There are a number of pending US Securities and Exchange Commission (SEC) proposals that need to be finalized, not the least of which is the August 2020 data security proposal for the Consolidated Audit Trail (CAT), according to Kenneth Bentsen, president and CEO of the Securities Industry and Financial Markets Association (SIFMA).
The CAT began collecting all equity and options trade data in 2020 and beginning in July, the CAT’s Customer and Account Information System will start operations. This system will collect related personally identifiable information (PII) for every retail and institutional investor in the US. Once fully operational, the CAT will be the largest database regarding securities transactions ever built, containing a treasure trove of valuable and potentially vulnerable information.
Importantly, as mandated by the SEC, the CAT is owned and operated by 25 self-regulatory organizations (SROs) including several exchanges owned by for-profit, publicly-traded holding companies. As currently configured, once broker-dealers report trade and PII data to the CAT, as mandated by the SEC, control, access and protection of that information shifts to these organizations and their thousands of employees.

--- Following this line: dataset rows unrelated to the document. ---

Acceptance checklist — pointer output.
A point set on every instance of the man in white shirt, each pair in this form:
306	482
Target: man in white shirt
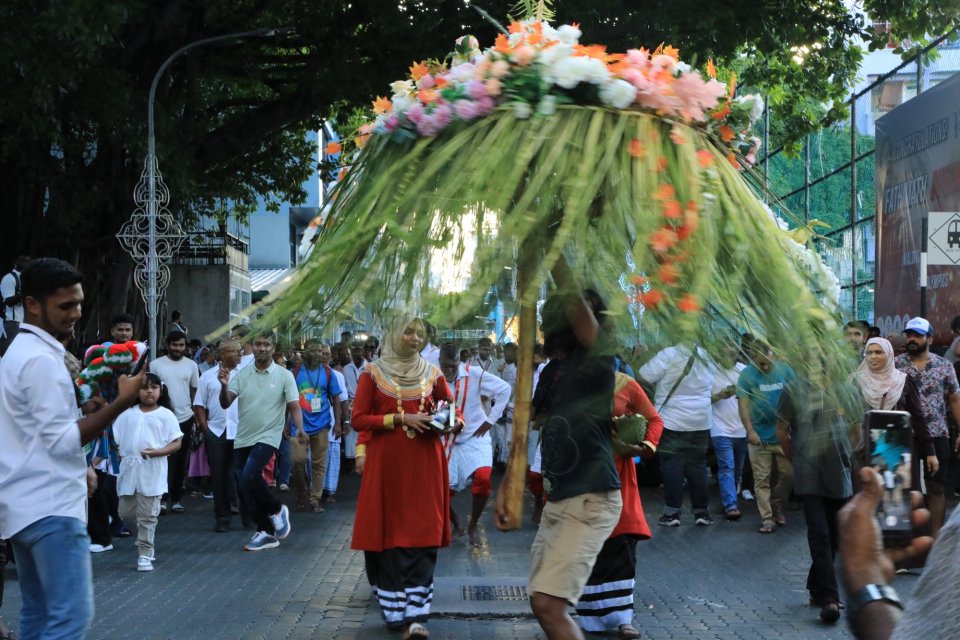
43	470
726	429
683	379
180	376
351	375
219	427
11	302
471	455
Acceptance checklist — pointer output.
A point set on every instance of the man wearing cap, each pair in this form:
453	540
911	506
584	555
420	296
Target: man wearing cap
936	381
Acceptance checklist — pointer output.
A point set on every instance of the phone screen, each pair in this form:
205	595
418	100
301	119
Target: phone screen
891	455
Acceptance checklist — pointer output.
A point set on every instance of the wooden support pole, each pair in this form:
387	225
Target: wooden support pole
516	476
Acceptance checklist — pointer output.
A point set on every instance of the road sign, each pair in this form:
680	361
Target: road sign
943	246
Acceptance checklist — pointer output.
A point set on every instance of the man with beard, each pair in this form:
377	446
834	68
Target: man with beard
43	471
180	376
936	381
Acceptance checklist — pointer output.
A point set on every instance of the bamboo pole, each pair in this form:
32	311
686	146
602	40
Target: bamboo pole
516	476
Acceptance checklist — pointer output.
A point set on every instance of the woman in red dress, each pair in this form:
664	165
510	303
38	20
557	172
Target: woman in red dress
404	500
607	600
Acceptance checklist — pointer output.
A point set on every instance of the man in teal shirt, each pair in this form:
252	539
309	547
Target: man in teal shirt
266	393
758	395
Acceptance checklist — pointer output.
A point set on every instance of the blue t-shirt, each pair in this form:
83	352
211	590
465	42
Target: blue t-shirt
764	391
313	384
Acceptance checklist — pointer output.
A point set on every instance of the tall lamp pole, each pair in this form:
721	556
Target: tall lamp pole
151	219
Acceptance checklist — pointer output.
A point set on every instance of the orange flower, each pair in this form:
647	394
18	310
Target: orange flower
721	113
668	274
689	303
651	299
671	208
666	192
663	239
426	96
382	105
419	70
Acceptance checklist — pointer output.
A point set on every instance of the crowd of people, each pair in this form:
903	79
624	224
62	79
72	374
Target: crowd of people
242	422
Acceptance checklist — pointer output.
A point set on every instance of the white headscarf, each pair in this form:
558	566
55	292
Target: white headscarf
881	389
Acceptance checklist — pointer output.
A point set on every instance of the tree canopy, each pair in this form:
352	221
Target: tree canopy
231	117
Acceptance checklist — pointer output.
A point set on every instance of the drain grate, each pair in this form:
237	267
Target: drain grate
487	592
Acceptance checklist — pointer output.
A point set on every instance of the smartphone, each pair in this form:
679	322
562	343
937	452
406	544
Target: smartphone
889	441
140	365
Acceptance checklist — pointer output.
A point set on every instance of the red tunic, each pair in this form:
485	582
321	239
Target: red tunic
630	399
404	494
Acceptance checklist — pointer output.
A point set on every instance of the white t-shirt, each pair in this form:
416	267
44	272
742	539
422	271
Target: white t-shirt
343	397
208	397
135	431
688	409
726	416
179	376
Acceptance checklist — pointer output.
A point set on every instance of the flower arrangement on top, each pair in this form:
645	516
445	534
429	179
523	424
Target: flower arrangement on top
536	68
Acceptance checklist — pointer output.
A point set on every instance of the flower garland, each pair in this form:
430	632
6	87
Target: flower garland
535	68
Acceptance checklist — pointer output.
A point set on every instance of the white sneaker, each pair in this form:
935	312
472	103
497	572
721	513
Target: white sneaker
144	563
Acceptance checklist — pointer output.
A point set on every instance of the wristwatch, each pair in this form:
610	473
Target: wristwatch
866	595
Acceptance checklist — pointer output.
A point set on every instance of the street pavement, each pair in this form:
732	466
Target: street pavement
721	582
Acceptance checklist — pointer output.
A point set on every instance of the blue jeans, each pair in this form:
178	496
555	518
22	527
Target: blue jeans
256	501
56	579
731	453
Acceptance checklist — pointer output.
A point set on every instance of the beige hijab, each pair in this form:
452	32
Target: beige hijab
881	389
400	370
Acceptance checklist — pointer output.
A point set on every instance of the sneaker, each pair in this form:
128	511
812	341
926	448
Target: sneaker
672	520
281	522
144	563
260	541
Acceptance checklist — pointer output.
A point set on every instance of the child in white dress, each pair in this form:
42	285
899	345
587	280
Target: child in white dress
146	434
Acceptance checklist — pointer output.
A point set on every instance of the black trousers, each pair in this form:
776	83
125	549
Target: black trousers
177	463
823	539
222	474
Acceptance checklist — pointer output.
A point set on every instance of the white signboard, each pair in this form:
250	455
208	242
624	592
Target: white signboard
943	238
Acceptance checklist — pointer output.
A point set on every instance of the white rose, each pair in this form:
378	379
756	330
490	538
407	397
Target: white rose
618	94
568	34
522	110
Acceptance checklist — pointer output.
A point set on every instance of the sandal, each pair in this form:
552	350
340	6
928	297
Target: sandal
416	630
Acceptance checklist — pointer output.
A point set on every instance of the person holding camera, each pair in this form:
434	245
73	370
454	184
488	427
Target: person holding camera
404	500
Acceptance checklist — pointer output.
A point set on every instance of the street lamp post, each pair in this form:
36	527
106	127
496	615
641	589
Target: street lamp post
151	218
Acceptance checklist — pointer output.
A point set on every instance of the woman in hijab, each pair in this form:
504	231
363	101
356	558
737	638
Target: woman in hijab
404	498
886	388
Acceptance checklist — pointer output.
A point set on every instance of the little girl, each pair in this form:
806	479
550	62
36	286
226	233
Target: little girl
146	434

Given the impending go-live date of the CAT Customer and Account Information System and the target value of the data held within it, it is critically important that the SEC finalize the proposal immediately. The value of the CAT data is immeasurable, and as the recent SolarWinds and ransomware attacks have highlighted, the SEC and the federal government must do everything in their power to ensure that the data is protected and secure. In addition, SIFMA noted that the Financial Industry Regulatory Authority (FINRA), which operates and maintains the CAT system through its subsidiary FINRA CAT, has a key role to play to ensure that CAT data is secure.